"Surly Tim" A Lancashire Story
by
Sorry to hear my fellow-workmen speak so disparagin’ o’ me? Well, Mester, that’s as it may be yo’ know. Happen my fellow-workmen ha’ made a bit o’ a mistake–happen what seems loike crustiness to them beant so much crustiness as summat else–happen I mought do my bit o’ complainin’ too. Yo’ munnot trust aw yo’ hear, Mester; that’s aw I can say.”
I looked at the man’s bent face quite curiously, and, judging from its rather heavy but still not unprepossessing outline, I could not really call it a bad face, or even a sulky one. And yet both managers and hands had given me a bad account of Tim Hibblethwaite. “Surly Tim,” they called him, and each had something to say about his sullen disposition to silence, and his short answers. Not that he was accused of anything like misdemeanor, but he was “glum loike,” the factory people said, and “a surly fellow well deserving his name,” as the master of his room had told me.

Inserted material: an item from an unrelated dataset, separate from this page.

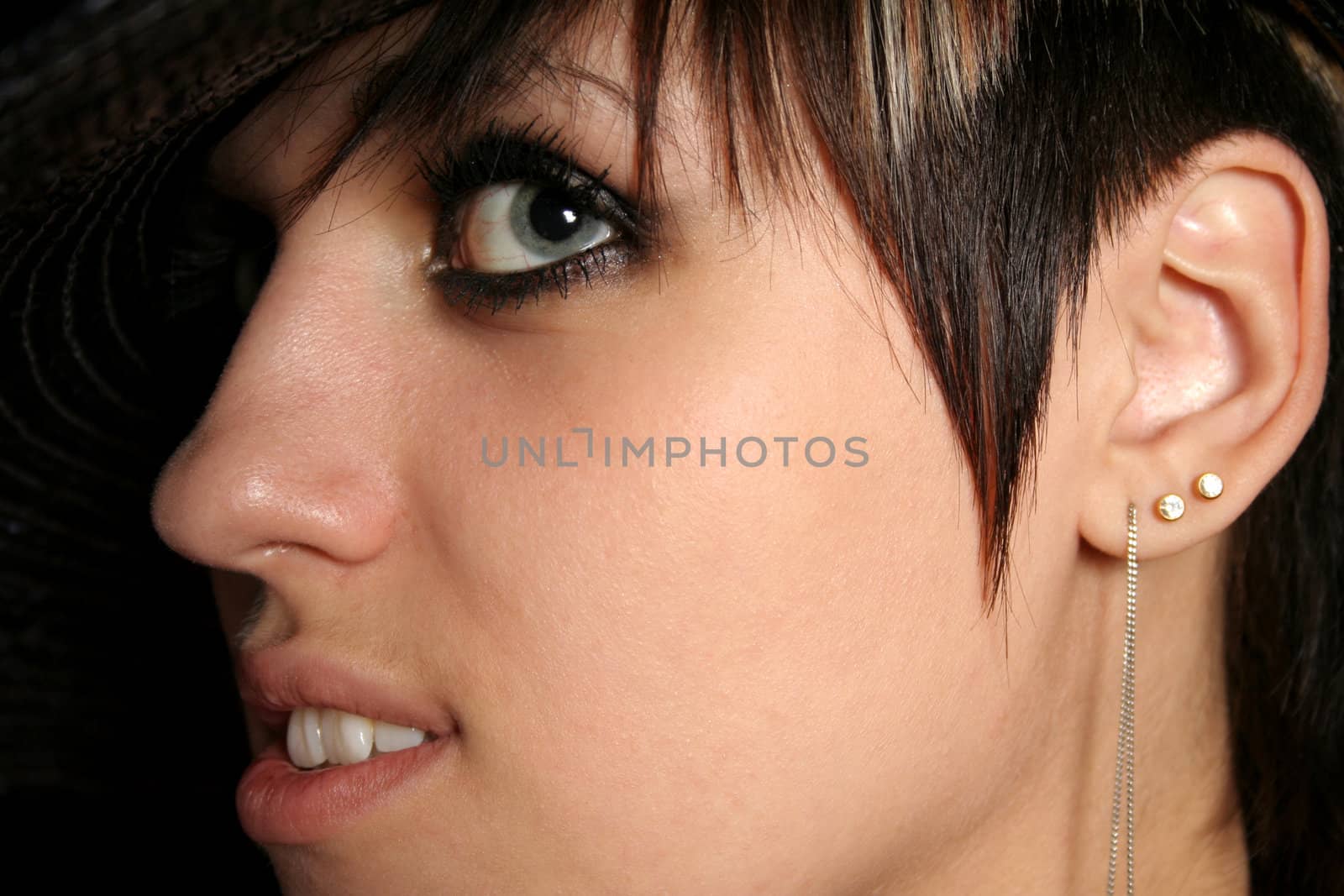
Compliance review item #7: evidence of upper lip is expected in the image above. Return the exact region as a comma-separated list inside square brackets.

I had come to Lancashire to take the control of my father’s spinning-factory a short time before, being anxious to do my best toward the hands, and, I often talked to one and another in a friendly way, so that I could the better understand their grievances and remedy them with justice to all parties concerned. So in conversing with men, women, and children, I gradually found out that Tim Hibblethwaite was in bad odor, and that he held himself doggedly aloof from all; and this was how, in the course of time, I came to speak to him about the matter, and the opening words of my story are the words of his answer. But they did not satisfy me by any means. I wanted to do the man justice myself, and see that justice was done to him by others; and then again when, after my curious look at him, he lifted his head from his work and drew the back of his hand across his warm face, I noticed that he gave his eyes a brush, and, glancing at him once more, I recognized the presence of a moisture in them.

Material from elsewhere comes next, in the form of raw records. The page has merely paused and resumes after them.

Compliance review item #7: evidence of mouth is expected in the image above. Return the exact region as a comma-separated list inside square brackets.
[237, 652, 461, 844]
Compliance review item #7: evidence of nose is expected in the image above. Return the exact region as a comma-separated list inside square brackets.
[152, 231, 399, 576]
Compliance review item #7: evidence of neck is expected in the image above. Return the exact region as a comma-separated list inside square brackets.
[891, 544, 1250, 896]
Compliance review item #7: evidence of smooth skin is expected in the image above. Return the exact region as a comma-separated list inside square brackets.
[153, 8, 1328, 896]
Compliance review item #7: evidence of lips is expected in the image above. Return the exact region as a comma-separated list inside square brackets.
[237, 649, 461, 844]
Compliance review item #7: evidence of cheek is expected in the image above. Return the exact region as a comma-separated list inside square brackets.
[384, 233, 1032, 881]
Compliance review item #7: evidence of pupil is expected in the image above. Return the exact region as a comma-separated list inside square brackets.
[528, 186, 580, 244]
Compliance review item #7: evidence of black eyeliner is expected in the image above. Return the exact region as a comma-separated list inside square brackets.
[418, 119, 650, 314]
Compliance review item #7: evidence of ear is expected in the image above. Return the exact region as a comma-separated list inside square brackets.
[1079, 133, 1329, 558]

In my anxiety to conceal that I had noticed anything unusual, I am afraid I spoke to him quite hurriedly. I was a young man then, and by no means as self-possessed as I ought to have been.
“I hope you won’t misunderstand me, Hibblethwaite,”
I said; “I don’t mean to complain–indeed, I have nothing to complain of, for Foxley tells me you are the steadiest and most orderly hand he has under him; but the fact is, I should like to make friends with you all, and see that no one is treated badly. And somehow or other I found out that you were not disposed to feel friendly towards the rest, and I was sorry for it. But I suppose you have some reason of your own.”
The man bent down over his work again, silent for a minute, to my discomfiture, but at last he spoke, almost huskily.
“Thank yo’, Mester,” he said; “yo’re a koindly chap or yo’ wouldn’t ha’ noticed. An’ yo’re not fur wrong either. I ha’ reasons o’ my own, tho’ I’m loike to keep ’em to mysen most o’ toimes. Th’ fellows as throws their slurs on me would na understond ’em if I were loike to gab, which I never were. But happen th’ toime ‘ll come when Surly Tim ‘ll tell his own tale, though I often think its loike it wunnot come till th’ Day o’ Judgment.”
“I hope it will come before then,” I said, cheerfully. “I hope the time is not far away when we shall all understand you, Hibblethwaite. I think it has been misunderstanding so far which has separated you from the rest, and it cannot last always, you know.”